In fact, when we spoke with Diaz, he was bobbing above the Adelaide, watching a team of divers drift through the waters below. “I can see their bubbles going round,” he enthuses.
A diver since 1969, Diaz has been impressed by the sheer amount of sea life that’s moved into the Adelaide in little under three years. According to Diaz, every single surface of the ship is now pulsing with life. This year, for example, divers have met a school of kingfish, massive batfish, and a giant eastern cuttlefish named the Bosun’s Mate (he lives in the Captain’s chair). “The amount of fish life is just superb, and it’s going to keep on developing,” he says, listing a wide variety of undersea inhabitants. “The marine life that moved in first was just a little bit of algae. From that algae, we then started to get fish that ate it, and prawns and fortescues. Then we moved on, all the way up to a couple of Grey Nurse Sharks this year. We’ve formed a perfect ecosystem, from the top all the way down to the bottom.”
While the sea life on board the Adelaide has multiplied over the past three years, the shape of the ship itself has also changed dramatically. Apart from the natural degradation of the ship, some massive storm cells have vastly altered the structure. “It’s changed. It’s no longer just a ship. Quite often, if you looked at it, you wouldn’t recognise it as being a ship,” he says. “Even when you go right up to the bow, the bow itself is starting to change. It’s no longer pointed and angular. It’s got that softer, rounder shape.”

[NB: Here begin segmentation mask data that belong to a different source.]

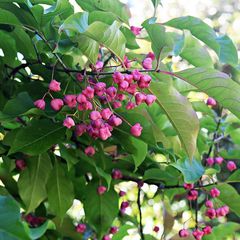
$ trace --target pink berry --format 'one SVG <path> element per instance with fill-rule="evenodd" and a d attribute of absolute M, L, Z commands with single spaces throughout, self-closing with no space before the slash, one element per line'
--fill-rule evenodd
<path fill-rule="evenodd" d="M 122 119 L 115 116 L 115 115 L 112 115 L 108 121 L 108 123 L 113 126 L 113 127 L 118 127 L 119 125 L 122 124 Z"/>
<path fill-rule="evenodd" d="M 71 117 L 66 117 L 63 121 L 63 126 L 65 126 L 66 128 L 71 128 L 75 126 L 75 122 Z"/>
<path fill-rule="evenodd" d="M 34 105 L 35 105 L 36 108 L 44 110 L 45 106 L 46 106 L 46 103 L 43 99 L 38 99 L 34 102 Z"/>
<path fill-rule="evenodd" d="M 87 229 L 87 226 L 86 224 L 83 224 L 83 223 L 79 223 L 77 226 L 76 226 L 76 232 L 78 233 L 84 233 Z"/>
<path fill-rule="evenodd" d="M 148 88 L 151 83 L 152 78 L 149 75 L 142 75 L 138 81 L 138 86 L 140 88 Z"/>
<path fill-rule="evenodd" d="M 124 202 L 121 203 L 121 207 L 120 207 L 121 209 L 126 209 L 128 207 L 129 207 L 129 202 L 124 201 Z"/>
<path fill-rule="evenodd" d="M 120 108 L 121 106 L 122 106 L 122 103 L 121 103 L 121 102 L 115 101 L 115 102 L 113 103 L 113 108 L 114 108 L 114 109 Z"/>
<path fill-rule="evenodd" d="M 128 102 L 127 105 L 126 105 L 127 110 L 134 109 L 135 107 L 136 107 L 136 104 L 133 103 L 133 102 Z"/>
<path fill-rule="evenodd" d="M 111 237 L 109 235 L 104 235 L 102 240 L 111 240 Z"/>
<path fill-rule="evenodd" d="M 132 71 L 132 76 L 133 76 L 134 81 L 139 81 L 142 74 L 138 70 L 135 69 Z"/>
<path fill-rule="evenodd" d="M 100 128 L 99 130 L 99 137 L 105 141 L 107 140 L 109 137 L 111 137 L 112 134 L 111 132 L 109 131 L 109 128 L 108 127 L 103 127 L 103 128 Z"/>
<path fill-rule="evenodd" d="M 152 95 L 152 94 L 148 94 L 147 96 L 146 96 L 146 100 L 145 100 L 145 103 L 148 105 L 148 106 L 150 106 L 150 105 L 152 105 L 155 101 L 156 101 L 156 96 L 154 96 L 154 95 Z"/>
<path fill-rule="evenodd" d="M 157 232 L 159 232 L 159 230 L 160 230 L 160 228 L 159 228 L 158 226 L 154 226 L 154 228 L 153 228 L 153 231 L 154 231 L 154 232 L 157 233 Z"/>
<path fill-rule="evenodd" d="M 212 233 L 212 227 L 211 226 L 206 226 L 203 228 L 204 235 L 208 235 Z"/>
<path fill-rule="evenodd" d="M 187 229 L 181 229 L 179 232 L 179 237 L 181 238 L 185 238 L 185 237 L 188 237 L 190 234 L 189 234 L 189 231 Z"/>
<path fill-rule="evenodd" d="M 96 71 L 101 71 L 102 68 L 103 68 L 103 62 L 102 61 L 97 61 L 97 63 L 95 64 Z"/>
<path fill-rule="evenodd" d="M 53 92 L 59 92 L 61 91 L 61 87 L 60 87 L 60 82 L 57 82 L 56 80 L 52 80 L 50 83 L 49 83 L 49 90 L 53 91 Z"/>
<path fill-rule="evenodd" d="M 135 95 L 135 101 L 137 105 L 140 105 L 141 103 L 145 102 L 146 95 L 144 93 L 137 93 Z"/>
<path fill-rule="evenodd" d="M 212 188 L 210 190 L 210 195 L 212 198 L 216 198 L 220 195 L 220 191 L 217 188 Z"/>
<path fill-rule="evenodd" d="M 151 58 L 145 58 L 142 62 L 142 66 L 144 69 L 152 69 L 152 59 Z"/>
<path fill-rule="evenodd" d="M 224 208 L 220 207 L 218 209 L 216 209 L 216 216 L 217 217 L 224 217 L 226 214 L 225 214 L 225 210 Z"/>
<path fill-rule="evenodd" d="M 112 171 L 112 178 L 113 179 L 121 179 L 123 177 L 121 170 L 119 169 L 114 169 Z"/>
<path fill-rule="evenodd" d="M 77 73 L 76 78 L 79 82 L 82 82 L 82 80 L 84 79 L 84 76 L 81 73 Z"/>
<path fill-rule="evenodd" d="M 233 162 L 233 161 L 228 161 L 228 163 L 227 163 L 227 169 L 228 169 L 230 172 L 236 170 L 236 169 L 237 169 L 237 166 L 236 166 L 235 162 Z"/>
<path fill-rule="evenodd" d="M 147 54 L 147 58 L 151 58 L 152 59 L 152 61 L 155 59 L 155 54 L 153 53 L 153 52 L 149 52 L 148 54 Z"/>
<path fill-rule="evenodd" d="M 63 107 L 64 103 L 63 103 L 63 100 L 60 99 L 60 98 L 55 98 L 55 99 L 52 99 L 51 100 L 51 108 L 54 110 L 54 111 L 59 111 L 61 110 L 61 108 Z"/>
<path fill-rule="evenodd" d="M 198 191 L 195 189 L 192 189 L 188 192 L 187 199 L 189 201 L 196 200 L 198 198 Z"/>
<path fill-rule="evenodd" d="M 111 97 L 114 98 L 117 94 L 117 89 L 115 87 L 109 87 L 106 90 L 106 93 Z"/>
<path fill-rule="evenodd" d="M 93 156 L 95 154 L 95 149 L 92 146 L 88 146 L 87 148 L 85 148 L 84 152 L 88 156 Z"/>
<path fill-rule="evenodd" d="M 129 86 L 129 83 L 125 80 L 119 83 L 119 88 L 121 91 L 126 90 L 128 86 Z"/>
<path fill-rule="evenodd" d="M 126 195 L 126 192 L 125 191 L 122 191 L 122 190 L 120 190 L 120 192 L 119 192 L 119 197 L 123 197 L 123 196 L 125 196 Z"/>
<path fill-rule="evenodd" d="M 214 98 L 209 97 L 207 99 L 207 105 L 211 107 L 215 107 L 217 105 L 217 102 Z"/>
<path fill-rule="evenodd" d="M 208 166 L 213 166 L 214 165 L 214 159 L 212 157 L 209 157 L 206 159 L 206 163 Z"/>
<path fill-rule="evenodd" d="M 78 103 L 86 103 L 87 102 L 87 98 L 84 94 L 80 93 L 78 96 L 77 96 L 77 102 Z"/>
<path fill-rule="evenodd" d="M 196 240 L 201 240 L 203 235 L 204 235 L 204 232 L 199 230 L 199 229 L 195 229 L 193 232 L 192 232 L 192 235 L 194 236 L 194 238 Z"/>
<path fill-rule="evenodd" d="M 120 84 L 124 80 L 124 75 L 120 72 L 115 72 L 113 74 L 113 81 L 117 84 Z"/>
<path fill-rule="evenodd" d="M 216 210 L 213 208 L 209 208 L 206 210 L 205 215 L 209 217 L 210 219 L 213 219 L 216 217 Z"/>
<path fill-rule="evenodd" d="M 76 136 L 78 136 L 78 137 L 82 136 L 83 133 L 86 132 L 86 129 L 87 129 L 87 126 L 84 123 L 80 123 L 80 124 L 76 125 L 76 128 L 75 128 Z"/>
<path fill-rule="evenodd" d="M 113 227 L 110 228 L 109 233 L 111 233 L 111 234 L 115 234 L 115 233 L 117 233 L 117 232 L 118 232 L 118 227 L 113 226 Z"/>
<path fill-rule="evenodd" d="M 90 113 L 90 119 L 91 120 L 97 120 L 97 119 L 101 119 L 102 118 L 102 115 L 101 115 L 101 113 L 100 112 L 98 112 L 98 111 L 92 111 L 91 113 Z"/>
<path fill-rule="evenodd" d="M 210 201 L 210 200 L 207 200 L 207 201 L 205 202 L 205 206 L 206 206 L 207 208 L 213 208 L 213 202 Z"/>
<path fill-rule="evenodd" d="M 94 89 L 93 88 L 91 88 L 91 87 L 86 87 L 83 91 L 82 91 L 82 93 L 87 97 L 87 98 L 89 98 L 89 99 L 92 99 L 92 98 L 94 98 Z"/>
<path fill-rule="evenodd" d="M 216 158 L 214 159 L 215 163 L 216 163 L 216 164 L 219 164 L 219 165 L 222 164 L 223 160 L 224 160 L 224 158 L 222 158 L 222 157 L 216 157 Z"/>
<path fill-rule="evenodd" d="M 70 108 L 74 108 L 77 105 L 76 95 L 73 94 L 65 95 L 63 101 Z"/>
<path fill-rule="evenodd" d="M 194 184 L 193 183 L 184 183 L 183 187 L 185 189 L 193 189 L 194 188 Z"/>
<path fill-rule="evenodd" d="M 101 111 L 101 116 L 104 120 L 108 120 L 112 116 L 112 111 L 109 108 L 105 108 Z"/>
<path fill-rule="evenodd" d="M 136 27 L 136 26 L 131 26 L 130 29 L 131 29 L 132 33 L 136 36 L 139 35 L 142 30 L 142 28 Z"/>
<path fill-rule="evenodd" d="M 139 136 L 141 136 L 141 134 L 142 134 L 142 126 L 140 125 L 140 123 L 136 123 L 136 124 L 134 124 L 132 127 L 131 127 L 131 130 L 130 130 L 130 132 L 131 132 L 131 134 L 133 135 L 133 136 L 135 136 L 135 137 L 139 137 Z"/>
<path fill-rule="evenodd" d="M 23 159 L 16 159 L 15 165 L 16 165 L 16 168 L 21 171 L 27 167 L 27 164 Z"/>
<path fill-rule="evenodd" d="M 105 186 L 99 186 L 97 188 L 98 195 L 103 195 L 107 191 L 107 188 Z"/>
<path fill-rule="evenodd" d="M 123 59 L 123 64 L 126 68 L 130 68 L 131 67 L 131 61 L 129 61 L 129 59 L 127 58 L 127 56 L 124 56 Z"/>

While the site has been prepared specifically with divers in mind, to visit the Adelaide you’ll need at least some experience underwater. A course in open water diving is a must, though you can do that over a weekend near the site itself. “This ship is designed ideally so that they can do their advanced course on it,” explains Diaz. “They can do their skindiver, they can do their search and recovery. The experience level just comes with time being out here.”
Diaz believes the creation of the new reef has been a real boon for the Central Coast. Every diver, he explains, generally brings at least one family member with them who don’t go underwater. “They might not be diving, but they’re out there shopping, walking around, having ice-creams and cold drinks, spending money at other attractions we have in the area,” he says. “I can honestly say, the amount of people who are now diving on the central coast just because of the Adelaide, has really brought the central coast to the fore. It really does bring people here.”
All in all, it seems the sinking of the HMAS Adelaide is a fittingly peaceful end. “I’m sitting out here at the moment, and it’s just full of fish,” enthuses Diaz. “There’s fish jumping out of the water right now while I’m talking to you.”